Working in close collaboration with the Street Vendor Project, a vendor advocacy organization in New York, and using a variety of methods including surveys in public space, in-depth interviews with vendors and small business owners, discourse analysis of media and public records, as well as quantitative sidewalk load analysis, this study seeks to better understand the political and economic dynamics underlying the push to ban vendors, the role of planning and policy in legitimizing this exclusion, and the effects of this ban on vendors themselves.

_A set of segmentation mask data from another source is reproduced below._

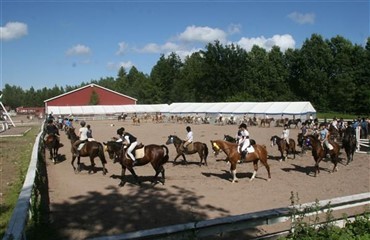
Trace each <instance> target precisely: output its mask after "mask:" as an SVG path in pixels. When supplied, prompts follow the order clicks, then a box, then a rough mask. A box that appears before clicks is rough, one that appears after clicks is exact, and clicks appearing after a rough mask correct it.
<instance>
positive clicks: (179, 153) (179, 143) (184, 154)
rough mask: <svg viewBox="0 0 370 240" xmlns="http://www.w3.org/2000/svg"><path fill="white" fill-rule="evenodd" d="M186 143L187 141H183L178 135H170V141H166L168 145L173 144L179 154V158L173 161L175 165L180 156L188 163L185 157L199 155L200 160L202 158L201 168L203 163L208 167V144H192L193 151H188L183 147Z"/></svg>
mask: <svg viewBox="0 0 370 240" xmlns="http://www.w3.org/2000/svg"><path fill="white" fill-rule="evenodd" d="M184 142H185V141H183V140H181V139H180V138H179V137H178V136H176V135H170V136H168V139H167V141H166V144H167V145H169V144H173V145H174V146H175V148H176V152H177V156H176V157H175V159H174V160H173V163H174V164H175V163H176V159H177V158H178V157H180V156H182V158H183V159H184V162H185V163H187V161H186V158H185V155H188V154H194V153H198V155H199V158H200V162H199V166H202V163H203V161H204V165H206V166H208V164H207V157H208V147H207V144H205V143H202V142H193V143H192V144H193V149H191V150H186V149H184V147H183V144H184Z"/></svg>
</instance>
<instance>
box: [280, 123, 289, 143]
mask: <svg viewBox="0 0 370 240" xmlns="http://www.w3.org/2000/svg"><path fill="white" fill-rule="evenodd" d="M281 138H282V139H284V140H285V142H286V143H287V144H288V145H289V129H288V124H284V129H283V132H282V134H281Z"/></svg>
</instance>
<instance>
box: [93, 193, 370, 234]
mask: <svg viewBox="0 0 370 240" xmlns="http://www.w3.org/2000/svg"><path fill="white" fill-rule="evenodd" d="M314 204H318V206H321V207H320V209H319V210H312V212H307V210H306V209H307V207H310V206H313V205H314ZM369 204H370V192H367V193H362V194H357V195H351V196H346V197H339V198H334V199H329V200H323V201H320V202H318V203H316V202H313V203H305V204H302V205H299V206H297V205H296V206H291V207H286V208H277V209H270V210H265V211H260V212H253V213H247V214H242V215H237V216H230V217H224V218H217V219H212V220H205V221H199V222H192V223H186V224H177V225H172V226H167V227H161V228H154V229H149V230H143V231H137V232H131V233H126V234H121V235H115V236H106V237H98V238H92V239H91V240H118V239H120V240H128V239H196V238H198V237H206V236H212V235H216V234H222V233H225V232H232V231H238V230H245V229H248V228H252V227H256V226H262V225H271V224H276V223H282V222H286V221H288V220H289V219H290V216H291V212H292V209H293V208H295V209H297V211H298V212H303V211H305V214H307V215H306V216H309V215H310V214H315V213H316V211H319V212H326V211H328V210H332V211H336V210H341V209H346V208H352V207H357V206H363V205H369Z"/></svg>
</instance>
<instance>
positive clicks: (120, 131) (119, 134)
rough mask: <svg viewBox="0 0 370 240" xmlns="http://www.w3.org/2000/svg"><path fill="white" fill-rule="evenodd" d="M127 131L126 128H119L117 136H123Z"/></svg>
mask: <svg viewBox="0 0 370 240" xmlns="http://www.w3.org/2000/svg"><path fill="white" fill-rule="evenodd" d="M124 131H125V128H124V127H121V128H118V129H117V134H118V135H123V132H124Z"/></svg>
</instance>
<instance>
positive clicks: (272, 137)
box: [270, 135, 278, 147]
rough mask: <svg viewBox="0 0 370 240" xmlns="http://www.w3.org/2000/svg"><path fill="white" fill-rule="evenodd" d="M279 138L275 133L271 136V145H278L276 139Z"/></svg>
mask: <svg viewBox="0 0 370 240" xmlns="http://www.w3.org/2000/svg"><path fill="white" fill-rule="evenodd" d="M277 138H278V136H276V135H274V136H272V137H271V138H270V141H271V147H273V146H275V145H276V141H277Z"/></svg>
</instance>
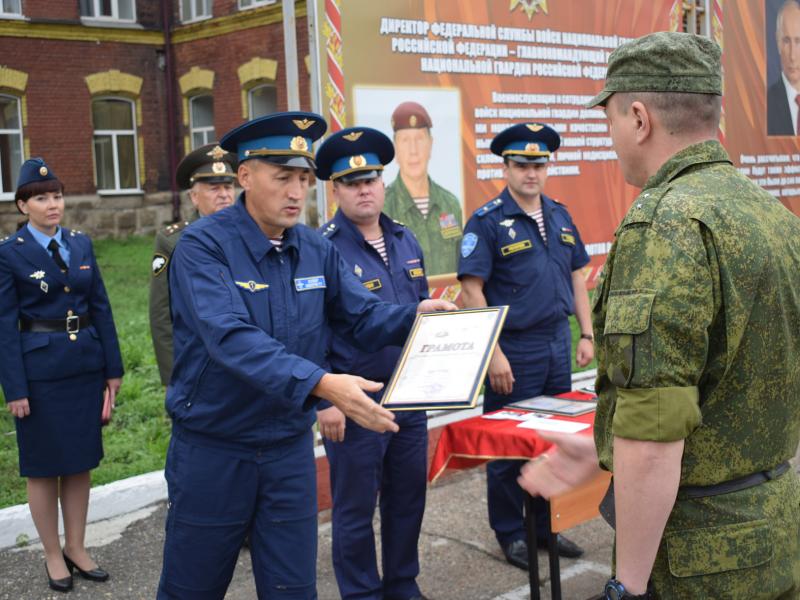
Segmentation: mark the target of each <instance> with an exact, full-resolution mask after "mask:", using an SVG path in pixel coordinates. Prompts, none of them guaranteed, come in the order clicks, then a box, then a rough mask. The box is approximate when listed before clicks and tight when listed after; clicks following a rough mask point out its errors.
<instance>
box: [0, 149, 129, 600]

In this panel members of the research team will present some initial findings from surveys and interviews. Ryan Thomas Devlin (Columbia University) will discuss findings of the project itself, while Sarah Orleans Reed (WIEGO) will relate findings to vendor conflicts globally, and Vicky Mao (Street Vendor Project) will discuss legal and political aspects of organizing vendors in Flushing. Yuan Zhou Liu, a vendor in Flushing who was affected by the ban, will also join the panel to share his experience of exclusionary laws.  

Street Vending: Text

Panel organizers

Ryan Thomas Devlin

Ryan Thomas Devlin is a Visiting Professor of Urban Planning at the Graduate School of Architecture, Planning, and Preservation at Columbia University. His research focuses on informal urbanism in the United States, with a specific interest in street vending and conflicts over public space in New York City. Prior to joining the faculty at Columbia, Ryan taught in the public and urban policy masters programs at both John Jay College (CUNY) and the New School. Ryan holds a Ph.D. in City and Regional Planning from the University of California, Berkeley.

Sarah Orleans Reed

Sarah Orleans Reed is a Research Associate with Women in Informal Employment Globalizing and Organizing (WIEGO) and a staff member of the Street Vendor Project. She was previously WIEGO's Bangkok Focal City Coordinator, where she supported informal worker organizations via research related to street vending and public space, street food consumption, and access to urban services.  Before joining WIEGO, her research focused on urbanization and climate change in Southeast Asia with the Institute for Social and Environmental Transition (ISET), United Nations Development Program (UNDP), and other non-governmental organizations.

Vicky Mao

Vicky Mao is a staff member and lawyer with the Street Vendor Project where she helps to organize and assist street vendors, with a specific focus on Mandarin-speaking members. She was born and raised in Hefei, China. A passion for law and social justice led her to pursue a J.D. at New York Law School after receiving her M.A from New York University. As an immigrant herself, Vicky is committed to help immigrant vendors with all kinds of needs.

Yuan Zhou Liu

Yuan Zhou Liu's BBQ cart is one of the best reviewed street carts in Flushing on Yelp. He has been selling Western Chinese-style grilled meat skewers in Flushing for eight years. His popular and thriving small business is now in jeopardy, thanks to the ban on street vendors in Downtown Flushing passed by New York City Council in October 2018 and implemented in April 2019.